Moscow, 13 September 2002 (RFE/RL) -- U.S. Undersecretary of State John Bolton wrapped up three days of meetings in Moscow today by saying Washington's position on a possible attack against Iraq is not open to any deals with Russia or any other country.
Speaking to reporters, Bolton echoed the White House's recent change of tack from threats of unilateral military action to putting the United Nations' credibility on the line by criticizing Iraq's longtime defiance of Security Council resolutions. He said Moscow should be as concerned as Washington is with Iraq's posture. "I think the one major issue for the Russian Federation is the 10 years of contempt that Iraq has shown to the Security Council. Russia's obviously one of the five permanent members of the Security Council, as is the United States. [U.S.] President [George W.] Bush put very graphically yesterday why the council's authority and, indeed, its integrity is at risk, and I think because of Russia's status as a permanent member that that will weigh very heavily in their considerations," Bolton said.
Bolton added, however, that the U.S. will continue to address Russia's objections to a possible military attack.
The U.S. official was in the Russian capital for a series of meetings with representatives of various ministries in preparation for the first gathering of the Consultative Group on Strategic Security to be held in Washington on 20 September. The group, which was created at a U.S.-Russia summit in Moscow last May, consists of foreign and defense ministers of the two countries.
Bolton said talks involved bilateral and international strategic issues, as well as regional and political issues.
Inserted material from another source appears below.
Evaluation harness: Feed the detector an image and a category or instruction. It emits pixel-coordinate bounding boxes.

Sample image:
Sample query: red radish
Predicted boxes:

On the question of Iraq, Bolton said U.S. Secretary of State Colin Powell and Russian Foreign Minister Igor Ivanov had had a number of conversations on the topic in recent days, adding that there would likely be more.
Bolton skirted questions about why the United States appears now to be basing its criticism of Iraq on violations of UN mandates after recently appearing to give little weight to international opinion on the matter. He said Russian President Vladimir Putin's threat this week to stage a possible military offensive on Georgian soil, also in the name of antiterrorism, is not comparable to U.S. reasoning with regard to Iraq.
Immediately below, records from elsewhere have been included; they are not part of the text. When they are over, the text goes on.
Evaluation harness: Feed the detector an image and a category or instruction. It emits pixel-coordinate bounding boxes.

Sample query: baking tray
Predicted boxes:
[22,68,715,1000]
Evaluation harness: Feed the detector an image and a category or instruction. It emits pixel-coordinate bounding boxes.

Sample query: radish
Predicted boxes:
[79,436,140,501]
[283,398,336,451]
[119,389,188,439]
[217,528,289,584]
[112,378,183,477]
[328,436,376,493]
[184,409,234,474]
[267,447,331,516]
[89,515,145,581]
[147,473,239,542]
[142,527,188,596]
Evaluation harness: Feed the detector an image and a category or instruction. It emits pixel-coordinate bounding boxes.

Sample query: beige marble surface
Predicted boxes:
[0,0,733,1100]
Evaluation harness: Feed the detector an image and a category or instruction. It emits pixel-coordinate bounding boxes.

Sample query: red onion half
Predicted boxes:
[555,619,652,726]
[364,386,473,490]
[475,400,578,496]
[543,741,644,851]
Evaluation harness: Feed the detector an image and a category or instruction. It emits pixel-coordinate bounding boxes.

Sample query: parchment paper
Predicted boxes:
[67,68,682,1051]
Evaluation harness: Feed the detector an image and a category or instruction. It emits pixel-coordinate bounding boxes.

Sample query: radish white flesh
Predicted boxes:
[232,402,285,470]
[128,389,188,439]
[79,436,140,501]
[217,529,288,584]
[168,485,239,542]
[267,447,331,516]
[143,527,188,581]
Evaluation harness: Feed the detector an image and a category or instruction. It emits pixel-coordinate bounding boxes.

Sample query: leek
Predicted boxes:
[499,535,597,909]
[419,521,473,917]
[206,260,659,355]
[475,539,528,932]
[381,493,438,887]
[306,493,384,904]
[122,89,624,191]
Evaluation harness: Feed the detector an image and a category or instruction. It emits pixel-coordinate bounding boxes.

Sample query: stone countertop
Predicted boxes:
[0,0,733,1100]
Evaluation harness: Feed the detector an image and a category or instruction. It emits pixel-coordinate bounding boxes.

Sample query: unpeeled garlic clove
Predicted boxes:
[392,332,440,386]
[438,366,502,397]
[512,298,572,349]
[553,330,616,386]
Putin on Thursday called on the UN to support Russian strikes on armed Chechen militants in Georgia's lawless Pankisi Gorge. Tbilisi is currently conducting its own operations in the area, backed up by troops trained by U.S. instructors.
Bolton said he had nothing to add to Washington's statement on Thursday condemning Putin's threat. Responding to a question about whether Putin may be trying to create a bargaining chip in the debate on Iraq, he said the issue does not involve formal rights to take action in each case but is a matter of what he called "prudence and judgment." "I would say on the subject of Iraq that President Bush has laid out our argumentation about that subject, and I don't see that really there are any quid pro quos to be had whether with Russia or others. I think our case is extremely strong and stands on its own merits," Bolton said.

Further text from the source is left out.